Anti
Money Laundering Using Active Structure
The term "money laundering" refers
to the processes by which the illegal origins of funds are concealed, usually
through interactions with banks and businesses. An estimated 2.7% of the
world's global GDP is laundered annually, equating to huge government losses on
a global scale. These are the funds that allow criminal and terrorist
organizations to continue their operations financially unhindered. The massive
problem posed by money laundering has resulted in a huge market for anti-money
laundering software. Despite increasing investments in software development, an
estimated 90% of money laundering still goes undetected. So what's been going
wrong? Why has the existing software been performing so poorly?

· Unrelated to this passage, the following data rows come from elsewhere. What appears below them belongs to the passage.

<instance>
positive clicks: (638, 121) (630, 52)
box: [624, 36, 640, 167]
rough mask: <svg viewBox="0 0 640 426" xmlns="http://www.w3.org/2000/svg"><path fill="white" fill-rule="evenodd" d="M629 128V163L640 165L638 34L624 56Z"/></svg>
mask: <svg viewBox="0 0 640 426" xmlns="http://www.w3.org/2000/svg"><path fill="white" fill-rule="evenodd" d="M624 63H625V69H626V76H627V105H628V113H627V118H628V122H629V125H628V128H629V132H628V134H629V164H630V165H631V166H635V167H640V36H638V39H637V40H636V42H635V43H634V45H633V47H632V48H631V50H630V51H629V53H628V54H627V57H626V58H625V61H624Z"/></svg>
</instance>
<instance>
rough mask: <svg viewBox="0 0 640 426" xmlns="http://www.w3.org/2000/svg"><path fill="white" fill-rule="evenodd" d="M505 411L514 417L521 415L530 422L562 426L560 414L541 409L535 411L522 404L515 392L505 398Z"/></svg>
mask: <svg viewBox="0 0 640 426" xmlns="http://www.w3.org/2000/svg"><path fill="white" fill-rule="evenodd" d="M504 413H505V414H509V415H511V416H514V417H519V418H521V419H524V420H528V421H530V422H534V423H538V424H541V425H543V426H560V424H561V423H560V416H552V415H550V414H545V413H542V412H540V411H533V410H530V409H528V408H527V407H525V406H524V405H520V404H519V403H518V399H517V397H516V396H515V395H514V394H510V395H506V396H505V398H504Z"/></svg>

Let's explore some of the approaches being
used. One can take an algorithmic approach and write a program to deal with the
issue. Such a program can even be quite complex and take into account a variety
of contingencies, but there are limitations to this approach. First off, the
program can only be written to address known
problems, meaning its horizons will be limited to only those issues its
creator has thought up. Secondly, the utility of the program ends as soon as
the situation changes. In the case of money laundering, once criminals begin to
figure out what the parameters of your algorithm are, they can find a way
around it and suddenly your program is worthless.

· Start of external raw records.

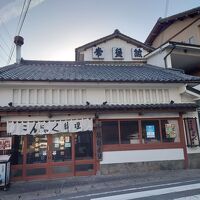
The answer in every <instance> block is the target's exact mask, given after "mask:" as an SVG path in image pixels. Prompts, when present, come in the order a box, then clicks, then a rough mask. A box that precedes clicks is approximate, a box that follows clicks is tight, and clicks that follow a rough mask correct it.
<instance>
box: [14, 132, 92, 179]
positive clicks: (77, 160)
mask: <svg viewBox="0 0 200 200" xmlns="http://www.w3.org/2000/svg"><path fill="white" fill-rule="evenodd" d="M94 144H95V137H94V134H93V132H92V131H86V132H78V133H57V134H53V135H34V136H33V135H26V136H13V155H12V158H11V162H12V170H11V174H12V178H13V180H17V179H20V180H33V179H41V178H53V177H64V176H81V175H94V174H96V159H95V153H94V152H95V145H94Z"/></svg>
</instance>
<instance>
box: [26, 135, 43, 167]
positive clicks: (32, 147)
mask: <svg viewBox="0 0 200 200" xmlns="http://www.w3.org/2000/svg"><path fill="white" fill-rule="evenodd" d="M46 162H47V135H37V136H33V135H28V136H27V160H26V163H27V164H33V163H46Z"/></svg>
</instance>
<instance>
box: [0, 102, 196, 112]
mask: <svg viewBox="0 0 200 200" xmlns="http://www.w3.org/2000/svg"><path fill="white" fill-rule="evenodd" d="M197 107H198V106H197V105H196V104H195V103H174V104H170V103H169V104H131V105H118V104H117V105H109V104H106V105H103V104H102V105H64V106H59V105H58V106H4V107H0V113H1V112H48V111H51V112H53V111H61V112H62V111H63V112H66V111H67V112H73V111H84V112H86V111H97V112H98V111H99V112H106V111H115V110H116V111H119V110H122V111H136V112H137V111H152V112H154V111H158V110H160V111H163V110H167V111H169V110H170V111H194V110H196V108H197Z"/></svg>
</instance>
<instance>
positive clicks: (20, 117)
mask: <svg viewBox="0 0 200 200" xmlns="http://www.w3.org/2000/svg"><path fill="white" fill-rule="evenodd" d="M81 118H94V115H92V114H84V115H82V114H79V115H71V114H70V115H68V114H63V115H61V114H60V113H59V114H58V115H52V117H51V118H49V117H48V116H47V115H43V116H40V115H37V116H34V115H33V116H31V115H29V116H25V115H24V116H2V117H1V121H2V122H7V121H45V120H46V121H49V120H68V119H69V120H70V119H81Z"/></svg>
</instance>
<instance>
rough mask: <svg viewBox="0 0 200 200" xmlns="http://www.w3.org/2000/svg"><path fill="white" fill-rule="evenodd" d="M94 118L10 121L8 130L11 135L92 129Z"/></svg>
mask: <svg viewBox="0 0 200 200" xmlns="http://www.w3.org/2000/svg"><path fill="white" fill-rule="evenodd" d="M92 130H93V121H92V119H77V120H51V121H8V122H7V132H8V134H11V135H37V134H41V135H43V134H55V133H60V132H62V133H74V132H82V131H92Z"/></svg>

So what about machine learning approaches? These
have some advantages over the algorithmic approach in that the machine can,
given the right training data set and parameter specifications, potentially
come to address problems that the creator did not even recognize existed. The
problem with this approach is that the machine's competence will always be
constrained by the quality of the training data set it has been given. And no
matter how good your training data set is, the machine will never be able to
anticipate entirely new problems from it. At best, it can extend the logic of
the patterns it has extracted to new problems that arise. This may work at
first¾to a point. But once the rules change too drastically,
the machine is going to find itself completely helpless - it can't make new connections.
So why all the fuss over anticipating future
problems? When it comes to money laundering, we're not dealing with a stable
problem. We're competing against human intelligences, with all of the mental
flexibility they represent. Every time an optimal solution is found, it won't
be long before the competition finds a new evasion tactic and the process
starts all over again. That is the nature of competing with truly flexible
intelligences.
Where does that leave us? The situation I've
laid out points to one obvious solution: if we hope to achieve any consistent
level of automation in the detection of money laundering, the machine behind
that detection needs to be able to recognize when the situation has changed,
plot a new course to counter it, and modify itself to implement the new
strategy. The alternative approaches will always be playing catch-up.
What we're proposing is a dynamic machine
that is not limited by quantifiable data being fed to it. Rather than working
with 1s and 0s, the medium it works with will be the English language itself.
Because of this, it will have the ability to seek out its own data and find solutions
to problems it identifies without supervision. It can actively search out
problems and self-modify its structure to better counter them. Once properly
implemented, the machine we're proposing would be able to anticipate and
address entirely new problems.
And whatever parameters we start with, yes,
criminals can still find a way to avoid it. Say we begin with a simple tactic
like aggregating small transactions over a period of time to detect
structuring: criminals will soon learn what that time period is and counter by
spreading their transactions over a greater span of time. There's no getting
around that. Trying to catch money launderers is always going to be a
back-and-forth arms race. Our salvation here, and why our approach can be
better than that of others, is that our machine will modify itself as the
situation changes. If we get this right, every time criminals find a way around
a new rule our machine will adapt to the new situation and set up another wall
to block them. In a setting where the rules keep changing, only an adaptive
strategy – an intelligent strategy not based on data - can keep the advantage
for any amount of time, and that's what Active Structure has to offer.